Dorothea laughed joyously.

“I should like to believe so,” she answered, “but I’m afraid I can’t take your word for it, can I?”

“Oh, Miss Drummond,” Val replied with mock despair. “Could you doubt me?”

“I can hardly be expected to have much faith in what you say after what I heard you telling Mrs. Stewart about the Incas of Peru,” Dorothea replied.

“Faith, I but told her the truth,” he grinned. “They are the oldest family I know of in this hemisphere; and as for your dancing, save one dance I have with Miss Imogene, I’ll be pleased to dance with you all night.”

“That would hardly please Miss Imogene,” Dorothea replied, shaking her head.

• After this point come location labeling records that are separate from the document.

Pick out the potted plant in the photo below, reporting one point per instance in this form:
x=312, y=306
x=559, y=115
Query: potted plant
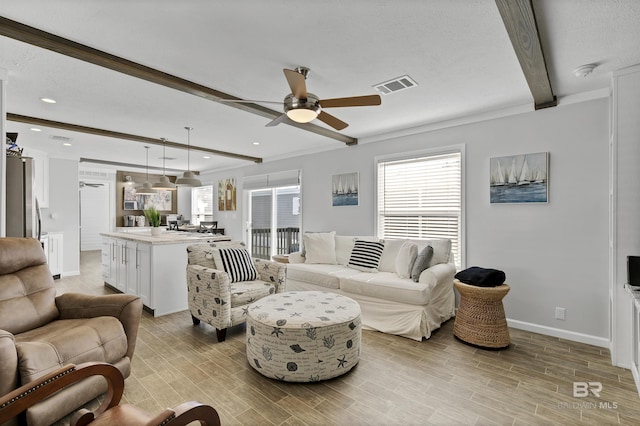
x=153, y=217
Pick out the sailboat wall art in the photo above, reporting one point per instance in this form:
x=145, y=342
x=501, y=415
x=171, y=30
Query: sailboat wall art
x=519, y=178
x=344, y=189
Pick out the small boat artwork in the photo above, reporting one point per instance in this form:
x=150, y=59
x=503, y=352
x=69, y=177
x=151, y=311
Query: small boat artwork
x=345, y=189
x=519, y=178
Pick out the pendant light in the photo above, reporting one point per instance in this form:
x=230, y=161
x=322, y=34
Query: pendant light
x=189, y=178
x=164, y=183
x=146, y=188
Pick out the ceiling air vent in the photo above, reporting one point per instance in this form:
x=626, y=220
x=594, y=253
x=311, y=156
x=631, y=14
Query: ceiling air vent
x=60, y=138
x=395, y=85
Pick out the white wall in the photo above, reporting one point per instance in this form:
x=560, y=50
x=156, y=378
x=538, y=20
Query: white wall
x=625, y=204
x=63, y=212
x=554, y=255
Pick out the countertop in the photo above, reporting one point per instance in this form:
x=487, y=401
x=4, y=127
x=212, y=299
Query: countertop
x=166, y=237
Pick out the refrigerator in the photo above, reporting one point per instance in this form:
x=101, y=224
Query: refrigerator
x=23, y=213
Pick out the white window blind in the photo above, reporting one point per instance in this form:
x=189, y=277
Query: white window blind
x=272, y=180
x=420, y=198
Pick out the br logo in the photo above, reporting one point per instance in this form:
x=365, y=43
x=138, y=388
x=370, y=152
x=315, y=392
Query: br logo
x=582, y=389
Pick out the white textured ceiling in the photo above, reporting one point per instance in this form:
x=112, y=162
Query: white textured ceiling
x=457, y=51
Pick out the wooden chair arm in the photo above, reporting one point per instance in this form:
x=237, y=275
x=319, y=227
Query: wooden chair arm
x=25, y=396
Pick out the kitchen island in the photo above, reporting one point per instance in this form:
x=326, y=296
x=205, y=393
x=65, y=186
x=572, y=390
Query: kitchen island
x=152, y=267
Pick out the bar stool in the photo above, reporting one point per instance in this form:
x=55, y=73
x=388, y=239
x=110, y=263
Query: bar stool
x=480, y=319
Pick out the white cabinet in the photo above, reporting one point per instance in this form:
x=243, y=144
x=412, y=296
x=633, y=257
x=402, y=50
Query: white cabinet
x=138, y=273
x=126, y=266
x=54, y=253
x=153, y=268
x=110, y=261
x=143, y=275
x=121, y=266
x=41, y=176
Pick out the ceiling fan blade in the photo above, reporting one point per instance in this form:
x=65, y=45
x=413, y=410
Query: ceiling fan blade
x=369, y=100
x=296, y=82
x=250, y=101
x=280, y=119
x=332, y=121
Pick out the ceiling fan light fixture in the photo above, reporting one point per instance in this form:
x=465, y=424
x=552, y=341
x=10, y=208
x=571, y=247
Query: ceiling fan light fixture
x=188, y=178
x=302, y=110
x=302, y=115
x=165, y=184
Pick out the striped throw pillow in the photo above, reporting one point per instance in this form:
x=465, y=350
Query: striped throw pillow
x=238, y=264
x=366, y=255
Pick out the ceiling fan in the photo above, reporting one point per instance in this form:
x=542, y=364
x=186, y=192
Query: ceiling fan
x=302, y=106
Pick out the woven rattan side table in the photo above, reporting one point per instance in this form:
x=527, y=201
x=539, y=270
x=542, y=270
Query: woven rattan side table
x=480, y=318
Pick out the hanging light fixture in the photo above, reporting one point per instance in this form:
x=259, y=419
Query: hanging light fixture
x=164, y=183
x=189, y=178
x=146, y=188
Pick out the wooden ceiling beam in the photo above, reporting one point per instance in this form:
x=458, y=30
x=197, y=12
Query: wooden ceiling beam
x=520, y=22
x=45, y=40
x=126, y=136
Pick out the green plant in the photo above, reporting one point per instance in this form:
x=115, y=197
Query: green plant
x=153, y=216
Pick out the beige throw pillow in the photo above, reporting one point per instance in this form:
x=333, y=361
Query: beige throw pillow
x=422, y=262
x=390, y=255
x=320, y=247
x=406, y=257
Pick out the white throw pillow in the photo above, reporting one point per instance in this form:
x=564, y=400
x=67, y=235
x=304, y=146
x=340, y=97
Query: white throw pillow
x=344, y=245
x=320, y=247
x=389, y=255
x=406, y=257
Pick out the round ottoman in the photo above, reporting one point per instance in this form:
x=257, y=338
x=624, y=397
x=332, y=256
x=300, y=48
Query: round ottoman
x=480, y=318
x=303, y=336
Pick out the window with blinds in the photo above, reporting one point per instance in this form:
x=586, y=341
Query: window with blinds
x=201, y=204
x=420, y=198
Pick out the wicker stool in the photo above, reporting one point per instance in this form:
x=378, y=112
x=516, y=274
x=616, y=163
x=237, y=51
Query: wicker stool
x=480, y=319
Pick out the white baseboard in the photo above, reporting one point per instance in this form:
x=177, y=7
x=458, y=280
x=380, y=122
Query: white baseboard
x=562, y=334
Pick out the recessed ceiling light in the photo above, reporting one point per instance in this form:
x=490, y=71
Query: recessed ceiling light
x=584, y=70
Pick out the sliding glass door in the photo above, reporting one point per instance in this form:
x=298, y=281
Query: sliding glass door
x=274, y=225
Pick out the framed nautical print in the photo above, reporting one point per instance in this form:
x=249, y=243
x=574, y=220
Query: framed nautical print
x=519, y=178
x=344, y=190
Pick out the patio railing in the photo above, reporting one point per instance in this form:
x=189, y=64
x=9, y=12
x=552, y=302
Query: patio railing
x=287, y=240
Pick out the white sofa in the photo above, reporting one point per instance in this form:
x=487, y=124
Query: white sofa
x=390, y=303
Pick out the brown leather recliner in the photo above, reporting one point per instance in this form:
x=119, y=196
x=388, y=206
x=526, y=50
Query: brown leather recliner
x=39, y=332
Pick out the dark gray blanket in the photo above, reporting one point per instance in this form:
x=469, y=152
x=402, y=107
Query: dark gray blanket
x=481, y=277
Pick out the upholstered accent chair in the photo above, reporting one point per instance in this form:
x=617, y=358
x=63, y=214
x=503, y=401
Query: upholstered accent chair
x=109, y=413
x=39, y=332
x=223, y=280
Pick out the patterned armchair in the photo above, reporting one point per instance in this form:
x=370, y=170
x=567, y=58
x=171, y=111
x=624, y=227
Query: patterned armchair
x=222, y=281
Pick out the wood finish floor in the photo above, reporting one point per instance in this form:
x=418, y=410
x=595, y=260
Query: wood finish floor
x=439, y=381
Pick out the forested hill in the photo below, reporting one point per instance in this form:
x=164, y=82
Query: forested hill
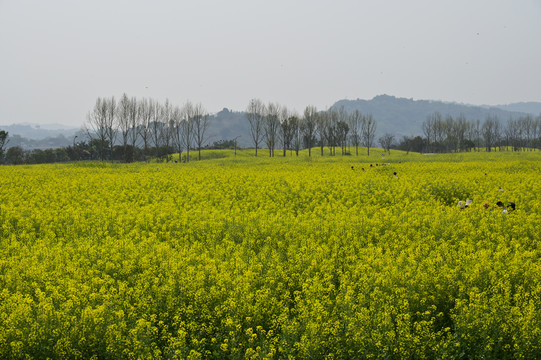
x=401, y=116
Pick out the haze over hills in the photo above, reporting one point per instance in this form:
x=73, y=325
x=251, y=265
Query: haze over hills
x=401, y=116
x=398, y=116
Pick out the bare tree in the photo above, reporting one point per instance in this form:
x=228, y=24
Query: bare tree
x=200, y=121
x=271, y=125
x=296, y=132
x=255, y=115
x=428, y=131
x=189, y=112
x=3, y=143
x=355, y=121
x=111, y=126
x=286, y=130
x=331, y=121
x=308, y=127
x=135, y=121
x=96, y=125
x=145, y=109
x=490, y=129
x=123, y=119
x=386, y=141
x=368, y=130
x=156, y=127
x=321, y=121
x=166, y=127
x=178, y=130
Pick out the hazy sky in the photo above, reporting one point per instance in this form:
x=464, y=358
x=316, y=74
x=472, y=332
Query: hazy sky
x=57, y=57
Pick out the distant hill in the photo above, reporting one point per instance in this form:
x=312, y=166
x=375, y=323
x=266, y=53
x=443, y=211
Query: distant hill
x=40, y=132
x=533, y=108
x=400, y=116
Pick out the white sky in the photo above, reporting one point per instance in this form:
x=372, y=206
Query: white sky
x=58, y=56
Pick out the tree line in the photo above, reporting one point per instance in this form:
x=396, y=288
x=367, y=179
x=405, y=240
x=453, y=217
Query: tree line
x=131, y=129
x=459, y=134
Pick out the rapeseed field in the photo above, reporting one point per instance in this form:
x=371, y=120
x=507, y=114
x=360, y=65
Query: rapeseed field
x=296, y=257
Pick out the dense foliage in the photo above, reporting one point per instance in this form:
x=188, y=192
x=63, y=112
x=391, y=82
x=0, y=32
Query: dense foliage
x=256, y=258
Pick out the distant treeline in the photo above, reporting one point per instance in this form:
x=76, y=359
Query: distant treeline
x=132, y=129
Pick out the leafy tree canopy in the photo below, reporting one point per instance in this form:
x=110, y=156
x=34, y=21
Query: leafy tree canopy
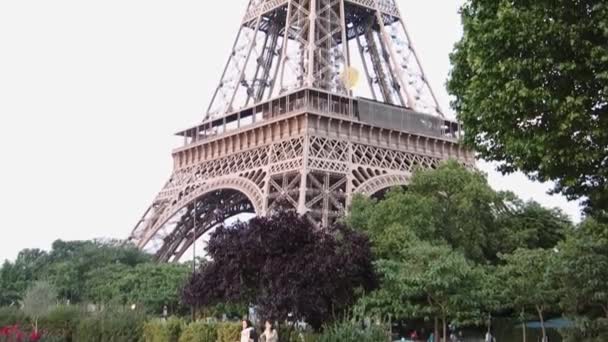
x=428, y=281
x=530, y=80
x=526, y=281
x=582, y=276
x=284, y=265
x=456, y=206
x=97, y=271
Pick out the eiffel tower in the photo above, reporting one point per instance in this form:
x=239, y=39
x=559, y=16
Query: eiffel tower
x=290, y=124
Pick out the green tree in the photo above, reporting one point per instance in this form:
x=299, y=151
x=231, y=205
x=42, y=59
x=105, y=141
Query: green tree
x=582, y=275
x=455, y=205
x=530, y=81
x=154, y=286
x=39, y=301
x=427, y=281
x=10, y=292
x=527, y=284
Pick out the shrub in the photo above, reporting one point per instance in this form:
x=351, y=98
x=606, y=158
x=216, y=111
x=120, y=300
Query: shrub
x=159, y=330
x=289, y=334
x=61, y=323
x=115, y=326
x=228, y=332
x=10, y=316
x=200, y=332
x=89, y=329
x=352, y=332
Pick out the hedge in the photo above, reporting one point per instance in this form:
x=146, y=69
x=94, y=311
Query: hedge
x=61, y=323
x=352, y=332
x=11, y=316
x=115, y=326
x=228, y=332
x=159, y=330
x=200, y=332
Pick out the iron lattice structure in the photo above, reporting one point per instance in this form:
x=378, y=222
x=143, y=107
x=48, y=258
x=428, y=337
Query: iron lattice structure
x=284, y=126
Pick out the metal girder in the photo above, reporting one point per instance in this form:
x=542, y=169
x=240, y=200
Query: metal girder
x=289, y=44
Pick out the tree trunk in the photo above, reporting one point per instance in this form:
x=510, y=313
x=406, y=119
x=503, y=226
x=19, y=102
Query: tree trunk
x=542, y=323
x=437, y=330
x=445, y=328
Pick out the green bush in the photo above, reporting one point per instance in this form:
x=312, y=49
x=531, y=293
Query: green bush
x=200, y=332
x=61, y=323
x=289, y=334
x=114, y=326
x=228, y=332
x=12, y=316
x=352, y=332
x=159, y=330
x=89, y=329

“Aye, and there’s something in that,” Tracy agreed. “Is she not a wonder now? On the other side she’d be wearin’ a cap and spectacles and sittin’ by the chimney corner knittin’. But here—faith, she’s the light of every party! Were I a little younger I’d be askin’ her to marry me, this night; but seein’ I’m all of twenty-three I’ve grave fears I’d age too fast for her.”